Monday, July 13, 2009

Hawaii Blue, Part One: Arrival And Orange Juice

The last ten days, Marina and I were circumnavigating the Big Island of Hawaii, conquering my fear of the dark ocean, snorkeling with yellow tangs, eels, and barracudas; overlooking a strange and alien plane, the caldera at the peak of Kilauea, with steam hissing from myriad vents around the vast crater, the source of sulfuric vapors or 'vog', volcanic smog; crossing a lava field on a dark and rainy night to view the vents at Kalapana--site of a town destroyed by lava as recently as 1990.

I could write about any of those things to kick off my description of the trip, but instead, I'm going to write about orange juice.

The pace of my life leading up to vacation was a frenzy of wrapping up work, preparing for the trip, wondering what big changes would happen when. So to find a moment on the plane of pure, speculative peace and contentment was wonderful. It was a bit surprising that it came with a Minute Maid label, but such is life. There we were, 300 of us packed into a metal tube being propelled tens of thousands of feet above the vast blue and wind-capped surface of the Pacific Ocean, empty and rippled and unending, heading to Hawaii, the land where Captain Cook died and King Kamehameha invited his chief rival to a sacrificial ceremony dedicating a new holy site, not specifying for just what role his rival was RSVPing, the land where American sugar growers decided that Hawaiian sovereignty was bad for business, and I was savoring the cold sweetness of the orange juice, sloshing it around in my mouth, holding onto each sip for a few seconds longer than necessary.

It tasted like the best fruit juice I had ever had.

Approaching Honolulu Airport on Oahu, I saw an island of low-lying land suddenly interrupted by tall green mountains jutting abruptly as if from nowhere. The picture at the top is looking through a terminal window there. I saw the water transition from royal blue through cerulean to aquamarine before breaking on rocks in white intensity.

Flying on from Honolulu to Kona on the Big Island on a small inter-island plane reached by walking across a tarmac like a K-Mart parking lot, I was surprised to see on the other intervening islands a lot of brown and red, dryer than my notion of the islands. Each notion, each image, seemed to stick in my memory like that taste of juice. Which makes sense, because on such long flights--five hours for the first leg--you can only read for so long, and then you have no choice but to focus on the details to stave off boredom-induced insanity, although the latter would be a better option than watching some film starring Zac Efron.

On the descent into Kona, I saw the surf breaking on white sand beaches with rustic shacks, a genuine hint of blue paradise in all the travel-agent-brochure glory, and I could see the shadows that hinted of coral reefs and coral heads, and I wondered what was under the water.

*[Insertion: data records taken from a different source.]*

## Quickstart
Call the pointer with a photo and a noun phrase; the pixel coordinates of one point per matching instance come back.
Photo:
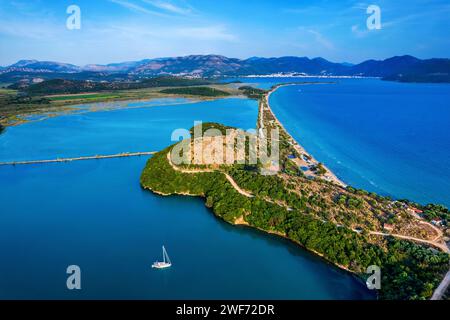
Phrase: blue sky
(123, 30)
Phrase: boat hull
(161, 265)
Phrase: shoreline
(74, 109)
(297, 146)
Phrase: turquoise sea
(95, 215)
(387, 137)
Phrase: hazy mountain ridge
(219, 66)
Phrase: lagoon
(94, 214)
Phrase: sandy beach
(307, 160)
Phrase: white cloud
(321, 39)
(135, 7)
(170, 7)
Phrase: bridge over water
(96, 157)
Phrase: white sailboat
(166, 263)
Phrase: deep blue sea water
(95, 215)
(391, 138)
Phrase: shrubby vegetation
(197, 91)
(409, 271)
(64, 86)
(252, 93)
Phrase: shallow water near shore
(94, 214)
(387, 137)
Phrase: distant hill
(400, 68)
(65, 86)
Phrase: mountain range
(395, 68)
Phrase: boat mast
(165, 255)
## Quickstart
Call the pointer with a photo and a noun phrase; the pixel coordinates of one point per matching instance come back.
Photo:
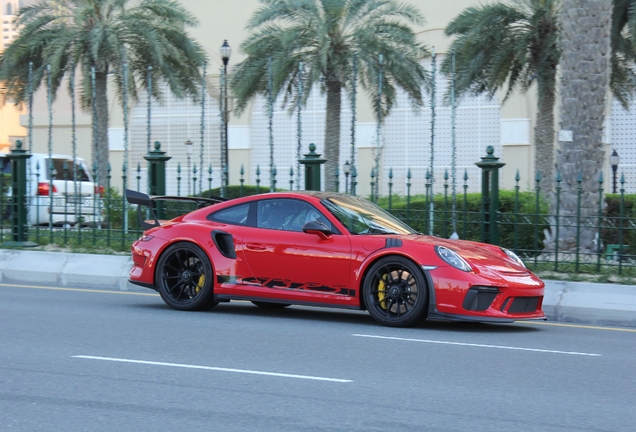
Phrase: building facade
(406, 141)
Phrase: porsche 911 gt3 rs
(326, 249)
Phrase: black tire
(184, 278)
(395, 292)
(270, 305)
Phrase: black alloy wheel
(184, 278)
(395, 292)
(270, 305)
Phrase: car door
(289, 264)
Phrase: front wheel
(184, 278)
(395, 292)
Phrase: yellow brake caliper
(381, 291)
(200, 283)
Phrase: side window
(287, 214)
(236, 215)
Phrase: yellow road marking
(580, 326)
(78, 290)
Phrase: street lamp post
(614, 160)
(188, 145)
(226, 51)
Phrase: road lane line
(245, 371)
(79, 290)
(478, 345)
(583, 326)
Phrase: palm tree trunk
(544, 138)
(101, 106)
(332, 134)
(584, 87)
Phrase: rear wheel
(395, 292)
(270, 305)
(184, 278)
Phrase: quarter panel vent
(224, 243)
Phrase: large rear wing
(143, 200)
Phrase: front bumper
(470, 297)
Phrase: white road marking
(477, 345)
(215, 369)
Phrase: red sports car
(326, 249)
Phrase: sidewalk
(571, 302)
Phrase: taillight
(44, 189)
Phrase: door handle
(256, 246)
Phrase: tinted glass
(360, 216)
(236, 215)
(5, 165)
(287, 214)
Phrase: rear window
(59, 171)
(236, 215)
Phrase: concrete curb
(65, 269)
(572, 302)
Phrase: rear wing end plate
(143, 200)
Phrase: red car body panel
(301, 268)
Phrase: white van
(75, 196)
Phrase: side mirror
(318, 228)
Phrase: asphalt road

And then just like that, we were surrounded by fossilized lava, like another planet, chunks and spidery threads of dead lava bordering the runway in Kona, an airport made up of several small, connected huts with faux-thatched roofs.

Marina had arrived the day before, and picked me up in a rental car. We drove south along Ali'i Road (The Road of Kings, or something like that), admiring the profusion of tropical flowers, bougainvilleas, hibiscus, and their ilk, and I had a sincere, non-cliche, jaw dropping moment as we passed a small cove of white sand, black rock, palm trees and crashing, ethereal surf. The first four nights of my stay in Hawaii would be at Ka'awa Loa Plantation, the coastal view from which can be seen here:



Greg and Michael, the friendly couple who own and run this guest house, offered refreshments on the lanai, or deck.

And this is where my prior ranking of fruit juices was totally turned upside down by a mango juice to convert atheists, served with a pineapple upside-down cake to corrupt popes. You can see just how relaxed I was already by the purple of the prose I came up with.

This marked the closing hours of the first day in Hawaii, and we sat on the deck and looked out over the water. Given how appreciative I had been that the various aircrafts had stayed out of all that water, it might be kind of ironic that the next morning, we would be hurling ourselves into the teeth of that same ocean. But that's what we call a cliffhanger, or a tease.